La Iglesia es un mundo complejo y variado. El Concilio Vaticano II la cambió por completo, hasta la llegada de ese hombre tan especial y maravilloso que fue Wojtyla, San Juan Pablo II.Dentro de ella se crearon facciones, y Gustavo no fue siempre el engreído de quienes llegaron a tener mayoría en ella. Un poco para protegerse, él, ordenado sacerdote seglar en 1959, se hizo dominico, para estar protegido por una orden mundial y no sujeto a un arzobispado eventualmente crítico con su pensamiento.
Una vez, en medio de esas discusiones teológicas, muy alejadas de mis intereses, yo firmé sin embargo una carta de apoyo a Gustavo. Mi madre no me lo pidió pero lo sentí como una obligación con ella y su amigo de toda la vida. El nuncio de entonces, creo que se llamaba Luigi Dossena, a quien yo trataba como diputado y había hecho conmigo una buena relación, me increpó: “Cómo ha firmado esa carta si usted no es comunista”.
Yo nunca fui marxista, en efecto. Me influyó en la universidad el “personalismo comunitario” de Mounier, y, como dijo Vargas Llosa en Madrid en la presentación de mi libro “Perú, país de metal y de melancolía”, “Alfredo es el único que conozco que ha sido socialdemócrata desde que nació”. Lo sigo siendo. Qué poco he cambiado. Lo que demuestra quizá lo poco inteligente que soy.
Era verdad que muchos de los estudiantes que Gustavo formó a través de la ahora creo que ya extinta UNEC, la Unión de Estudiantes Católicos, terminaron como marxistas y yo de opositor de ellos. Pero recuerdo que le dije al Nuncio: “Excelencia, lo aprecio mucho. Pero a usted lo conozco hace dos años. Conozco a Gustavo Gutiérrez desde que nací. Y defenderé su derecho a expresar su pensamiento aunque yo no crea comprenderlo bien ni lo comparta por completo”. En resguardo de la nobleza del Nuncio, que murió en su pueblo natal italiano el 2007, se río y siguió invitándome a la Nunciatura.
Creo que no puede entenderse bien a Gustavo sin algo que se menciona poco: estudió medicina.
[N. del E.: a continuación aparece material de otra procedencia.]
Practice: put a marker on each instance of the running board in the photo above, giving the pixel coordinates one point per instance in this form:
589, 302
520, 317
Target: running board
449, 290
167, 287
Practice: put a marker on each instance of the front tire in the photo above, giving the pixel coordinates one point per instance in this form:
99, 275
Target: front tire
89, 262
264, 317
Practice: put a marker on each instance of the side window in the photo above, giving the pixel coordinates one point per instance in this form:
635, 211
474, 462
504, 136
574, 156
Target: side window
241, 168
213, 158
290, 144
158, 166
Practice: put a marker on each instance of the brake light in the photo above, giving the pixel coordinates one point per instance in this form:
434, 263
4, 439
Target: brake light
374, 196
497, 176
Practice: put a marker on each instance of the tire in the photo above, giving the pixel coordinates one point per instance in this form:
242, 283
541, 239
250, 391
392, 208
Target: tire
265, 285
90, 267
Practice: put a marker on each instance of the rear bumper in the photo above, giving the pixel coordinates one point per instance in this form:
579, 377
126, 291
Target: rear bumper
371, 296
Era un conocedor no sólo del alma sino del cuerpo de los hombres.
Acompañé a Gustavo a Oviedo el 2003 cuando recibió el Premio Príncipe de Asturias de Comunicación y Humanidades (en compañía nada menos que de Riszard Kapuscinski). Gustavo era también miembro de la prestigiosísima Academia Estadounidense de las Artes y las Ciencias, fundada durante la guerra de la Independencia de los Estados Unidos por John Adams y John Hancock (y a la que pertenecieron Franklin, Hamilton y Jefferson), una pertenencia cuyo prestigio sólo es superada por el Premio Nobel.
Gustavo querido: ahora que estás a la diestra de Tu Padre, al que serviste como pocos, a través del calor del sol, a través de la luz de los cielos, a través del aire que envuelve los átomos, me gustaría decirte que trataré de ser fiel a tu amistad, a tu coraje intelectual, a tu curiosidad por los hombres, a tu compasión humana (para mi lo que mejor representa mi Iglesia Católica), y tu amor indeclinable por los pobres.
Me enseñaste, como mi madre, que es para ellos para los que tengo que hacer política. Dios te guarde en su seno inmemorial, amado amigo.